Salon de Francfort 2001

BMW série 7

Jean-François Destin le 23/09/2001

Pour combler le retard pris sur la Mercedes Classe S lancée à l'automne 1998, BMW n'a pas lésiné sur les moyens pour interpeller les futurs clients de la BMW Série 7.

Pour combler le retard pris sur la nouvelle Mercedes Classe S lancée dès l'automne 1998, BMW n'a pas lésiné sur les moyens pour interpeller les futurs clients de cette nouvelle Série 7. Les visiteurs du salon de Francfort ont d'abord été surpris par une silhouette toujours aussi prestigieuse mais s'écartant de l'évolution stylistique lente entretenue depuis tant d'années. Sans pour autant susciter un choc visuel, les designers de Munich ont désormais pour consignes de personnaliser chaque niveau de gamme.

BMW série 7 BMW série 7

Sourcils marqués

Guère plus longue (5.03m contre 4.98,5m), cette nouvelle 7 se distingue par un nouveau regard, ses optiques étant comme surlignés par des sourcils marqués. La calandre (ces fameux reins) ne font plus partie intégrante du capot mais restent en place lorsqu'on découvre le moteur.
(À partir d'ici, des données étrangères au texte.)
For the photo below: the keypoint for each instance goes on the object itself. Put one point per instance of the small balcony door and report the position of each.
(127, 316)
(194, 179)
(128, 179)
L'arrière relevé, lourd et peu esthétique semble avoir été greffé à la hâte pour gagner du volume alors que la capacité du coffre reste identique (500 dm3) à celle du modèle actuel.
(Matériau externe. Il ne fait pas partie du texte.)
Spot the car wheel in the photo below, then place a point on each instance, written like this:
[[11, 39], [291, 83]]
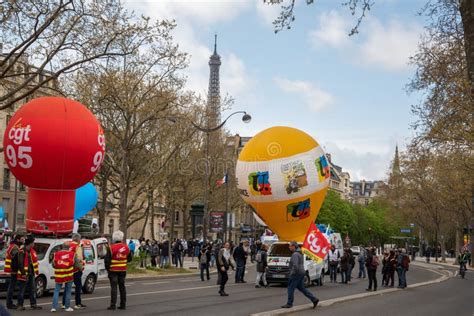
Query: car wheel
[[40, 286], [89, 284], [307, 280]]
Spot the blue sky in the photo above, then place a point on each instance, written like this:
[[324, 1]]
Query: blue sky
[[347, 92]]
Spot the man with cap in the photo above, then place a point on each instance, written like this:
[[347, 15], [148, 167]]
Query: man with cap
[[116, 264], [296, 277], [11, 267], [28, 269], [63, 265], [76, 247]]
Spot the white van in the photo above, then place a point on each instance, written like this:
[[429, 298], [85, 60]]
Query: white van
[[278, 261], [94, 252]]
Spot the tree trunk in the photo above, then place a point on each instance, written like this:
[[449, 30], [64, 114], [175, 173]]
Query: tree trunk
[[466, 9]]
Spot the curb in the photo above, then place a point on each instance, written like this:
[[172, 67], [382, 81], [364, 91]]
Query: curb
[[445, 275]]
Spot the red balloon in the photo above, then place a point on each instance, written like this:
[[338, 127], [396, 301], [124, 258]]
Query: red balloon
[[53, 144]]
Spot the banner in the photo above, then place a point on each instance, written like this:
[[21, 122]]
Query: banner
[[315, 244]]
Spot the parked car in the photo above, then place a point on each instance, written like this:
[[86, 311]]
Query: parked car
[[278, 261], [94, 252]]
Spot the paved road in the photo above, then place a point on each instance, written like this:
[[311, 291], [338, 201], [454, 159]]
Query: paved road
[[187, 295], [452, 297]]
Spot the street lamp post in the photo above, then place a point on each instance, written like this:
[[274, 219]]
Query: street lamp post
[[246, 118]]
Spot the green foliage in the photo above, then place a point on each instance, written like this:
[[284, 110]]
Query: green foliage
[[372, 224]]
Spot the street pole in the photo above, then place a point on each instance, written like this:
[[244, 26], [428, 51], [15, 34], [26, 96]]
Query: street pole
[[15, 197]]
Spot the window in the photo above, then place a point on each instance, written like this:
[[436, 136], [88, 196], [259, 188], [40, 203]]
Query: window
[[102, 250], [6, 179], [88, 253], [20, 215], [5, 203], [41, 250]]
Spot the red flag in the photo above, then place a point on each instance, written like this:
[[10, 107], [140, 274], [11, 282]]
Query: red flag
[[315, 244]]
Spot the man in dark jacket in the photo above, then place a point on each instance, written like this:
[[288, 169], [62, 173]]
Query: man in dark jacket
[[261, 259], [240, 257], [296, 277]]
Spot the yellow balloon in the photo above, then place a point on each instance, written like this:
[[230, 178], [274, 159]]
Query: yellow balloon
[[284, 174]]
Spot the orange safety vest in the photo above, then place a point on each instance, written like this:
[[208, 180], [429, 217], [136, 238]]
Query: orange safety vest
[[8, 259], [64, 266], [120, 253], [26, 261]]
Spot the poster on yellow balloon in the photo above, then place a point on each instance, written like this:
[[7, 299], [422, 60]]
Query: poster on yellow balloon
[[283, 174]]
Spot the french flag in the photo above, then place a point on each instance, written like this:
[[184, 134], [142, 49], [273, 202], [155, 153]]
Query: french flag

La révolution apparaît plus évidente à bord. BMW a joué avec simplicité la carte du multimédia et du tout électronique. Alors que le conducteur de la Classe S Mercedes dispose d'une bonne centaine de commandes, celui de la nouvelle 7 se retrouvera en face d'une planche de bord de luxe (avec placage de frêne brillant ou cerisier satiné) presque totalement dépourvue de boutons. En revanche, il trouvera sous sa main droite à l'extrémité de l'accoudoir une "souris" en aluminium capable de piloter quelques 700 fonctions électroniques.

Relié à un écran 16/9, cet équipement (exclusif dans une automobile) permet l'accès à de multiples menus et sous-menus pour paramétrer presque tous les réglages. Reste à savoir si le conducteur aura le temps et l'envie de jouer les informaticiens patentés.

Contrôle actif du roulis

Evidemment plus confortable et sure, la nouvelle Série 7 cumule les sophistications technologiques comme la suspension à amortissement variable, le correcteur pneumatique de l'assiette et un contrôle actif du roulis.
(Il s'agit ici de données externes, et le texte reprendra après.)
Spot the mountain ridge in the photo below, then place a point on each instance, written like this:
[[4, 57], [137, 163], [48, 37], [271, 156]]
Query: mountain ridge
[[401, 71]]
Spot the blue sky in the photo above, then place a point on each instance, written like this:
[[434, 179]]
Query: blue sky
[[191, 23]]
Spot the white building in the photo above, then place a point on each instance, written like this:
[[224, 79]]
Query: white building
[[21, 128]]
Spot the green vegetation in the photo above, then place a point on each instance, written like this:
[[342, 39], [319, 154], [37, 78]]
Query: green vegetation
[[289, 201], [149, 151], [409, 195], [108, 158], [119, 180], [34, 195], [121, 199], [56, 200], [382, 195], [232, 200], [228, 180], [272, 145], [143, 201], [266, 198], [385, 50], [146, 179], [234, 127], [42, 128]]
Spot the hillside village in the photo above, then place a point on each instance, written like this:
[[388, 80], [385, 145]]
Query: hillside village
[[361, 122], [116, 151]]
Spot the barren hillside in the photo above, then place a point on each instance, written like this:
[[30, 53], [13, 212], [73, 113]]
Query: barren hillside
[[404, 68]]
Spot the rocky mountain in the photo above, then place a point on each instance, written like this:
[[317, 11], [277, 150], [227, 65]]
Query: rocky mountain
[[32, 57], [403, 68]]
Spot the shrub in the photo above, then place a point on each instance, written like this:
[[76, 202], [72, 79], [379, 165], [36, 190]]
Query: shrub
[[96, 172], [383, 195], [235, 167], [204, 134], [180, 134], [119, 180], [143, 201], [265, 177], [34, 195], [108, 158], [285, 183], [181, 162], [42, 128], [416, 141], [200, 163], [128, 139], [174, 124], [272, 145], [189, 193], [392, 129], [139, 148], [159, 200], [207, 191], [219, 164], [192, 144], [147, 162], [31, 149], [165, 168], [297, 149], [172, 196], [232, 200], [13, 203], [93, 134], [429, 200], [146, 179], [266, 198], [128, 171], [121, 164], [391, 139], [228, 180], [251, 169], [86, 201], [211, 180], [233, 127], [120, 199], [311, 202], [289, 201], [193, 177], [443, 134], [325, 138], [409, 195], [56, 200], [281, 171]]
Nous avons gardé le meilleur pour la fin avec, par tradition chez BMW, une offre moteurs exceptionnelles. Les V8 disponibles ont été revus et modernisés au travers notamment des systèmes de distribution et d'admission variable. Histoire d'augmenter le rendement tout en en diminuant la consommation (moins de 11l en moyenne conventionnée). Le 3.5l délivre 272 ch et le 4.4l 333 ch pour des couples respectifs de 360 et de 450 Nm.

La nouvelle gamme Série 7 bénéficiera au printemps 2002 d'un tout nouveau V12 de 6 litres Valvetronic (réservé à la 760 IL rallongée de 14 cm) et à l'automne de deux V6 3l essence et turbo diesel et d'un V8 turbo diesel dépassant les 200 chevaux.